Eighth, suicide by rapid-rail?  Well....yeah....DC Metro has this issue and they generally average ten foolish people a year who just have to jump out in front of a train.  Here in the Hessen-region?  You just don't hear about this kind of jump.  Maybe some idiot would walk over to the Mainz bridge and jump off into the river, or someone would run a hose from their exhaust....but we just don't have Germans running around to jump in front of subway trains.

Ninth, homeless guys riding to system to keep warm in the winter?  In DC's Metro system.....especially in January and February....I'd guess that three hundred homeless guys at any time....are riding the bus system or subway system.  Here in the local German network?  Inspectors tend to ride and ask for your ticket or card, and they make it a hard case for anybody without a valid ticket.  This means you get the cops attention next, and that means they ask questions and just might mandate you get a mental exam....which means you fail, and get kept permanently in some nice friendly institute, and never ride the local system again.

Tenth, after about a year in the DC Metro system....I came to expect "less".  Less safety....less security...less accountability....less performance.....less intelligence....less competence....less professionalism....less integrity....less determination....and less standards.  After the second year....I came to expect less....to the second degree.  And by the end of my forty-two months.....nothing much surprised me.  Even the fact that DC Metro admitted that they had an art director on the staff making over $100,000 a year advising them how to look better at their subway stations.....it didn't surprise me.

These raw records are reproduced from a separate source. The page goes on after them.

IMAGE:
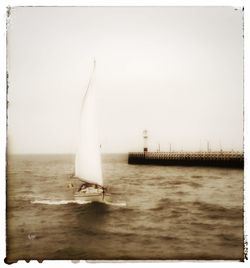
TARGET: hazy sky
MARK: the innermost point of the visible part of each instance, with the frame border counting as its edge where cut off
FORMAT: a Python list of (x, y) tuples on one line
[(175, 71)]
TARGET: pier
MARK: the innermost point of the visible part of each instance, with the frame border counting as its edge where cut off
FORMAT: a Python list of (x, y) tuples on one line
[(212, 159)]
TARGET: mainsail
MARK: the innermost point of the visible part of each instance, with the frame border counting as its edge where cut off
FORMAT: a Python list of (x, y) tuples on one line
[(88, 157)]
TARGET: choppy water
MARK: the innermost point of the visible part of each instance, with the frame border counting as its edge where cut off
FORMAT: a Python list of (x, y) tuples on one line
[(171, 212)]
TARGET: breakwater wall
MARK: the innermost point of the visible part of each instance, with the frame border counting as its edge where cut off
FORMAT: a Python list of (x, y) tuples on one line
[(216, 159)]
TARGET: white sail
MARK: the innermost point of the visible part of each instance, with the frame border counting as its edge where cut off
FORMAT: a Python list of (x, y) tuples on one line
[(88, 158)]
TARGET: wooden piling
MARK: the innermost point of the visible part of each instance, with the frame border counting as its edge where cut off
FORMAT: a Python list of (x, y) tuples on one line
[(216, 159)]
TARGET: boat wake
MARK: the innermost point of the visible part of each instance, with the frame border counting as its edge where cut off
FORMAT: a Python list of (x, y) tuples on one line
[(65, 202)]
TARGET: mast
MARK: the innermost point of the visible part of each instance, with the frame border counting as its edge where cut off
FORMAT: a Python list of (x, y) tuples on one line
[(88, 156)]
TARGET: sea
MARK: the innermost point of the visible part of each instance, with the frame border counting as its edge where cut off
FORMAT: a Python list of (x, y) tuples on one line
[(158, 212)]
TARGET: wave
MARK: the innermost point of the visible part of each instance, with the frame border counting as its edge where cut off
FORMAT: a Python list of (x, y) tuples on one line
[(65, 202), (59, 202)]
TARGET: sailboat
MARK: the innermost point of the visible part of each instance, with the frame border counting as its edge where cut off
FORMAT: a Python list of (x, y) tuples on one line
[(88, 167)]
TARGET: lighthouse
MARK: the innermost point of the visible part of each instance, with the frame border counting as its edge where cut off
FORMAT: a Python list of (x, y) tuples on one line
[(145, 138)]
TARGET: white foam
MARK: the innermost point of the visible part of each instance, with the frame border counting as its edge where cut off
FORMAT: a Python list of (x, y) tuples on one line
[(117, 204), (59, 202), (64, 202)]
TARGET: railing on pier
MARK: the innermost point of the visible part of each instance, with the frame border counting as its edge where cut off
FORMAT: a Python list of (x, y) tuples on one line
[(221, 158)]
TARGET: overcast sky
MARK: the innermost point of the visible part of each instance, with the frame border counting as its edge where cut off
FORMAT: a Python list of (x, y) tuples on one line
[(175, 71)]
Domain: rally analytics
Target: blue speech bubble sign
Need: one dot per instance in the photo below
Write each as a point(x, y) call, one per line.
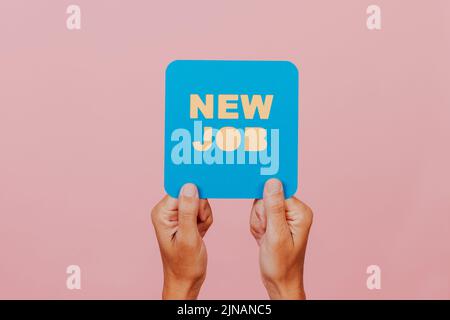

I'm approaching ten months now with the local ESWE system, and frankly.....I can't think of a single occasion where I ever sat for a moment and thought about "less" of something.  If anything....they've shocked me by thinking, planning, and calculating ahead.  I suspect that they go home at night....thinking about their job and how they might do better.

So, it's all pretty good.  Well.....yeah....with the exception of the bathrooms at the Frankfurt and Wiesbaden train stations (they do kinda rate with the DC Trailways bus station but at least there's not crack ladies or transexual pretender guy-gals around).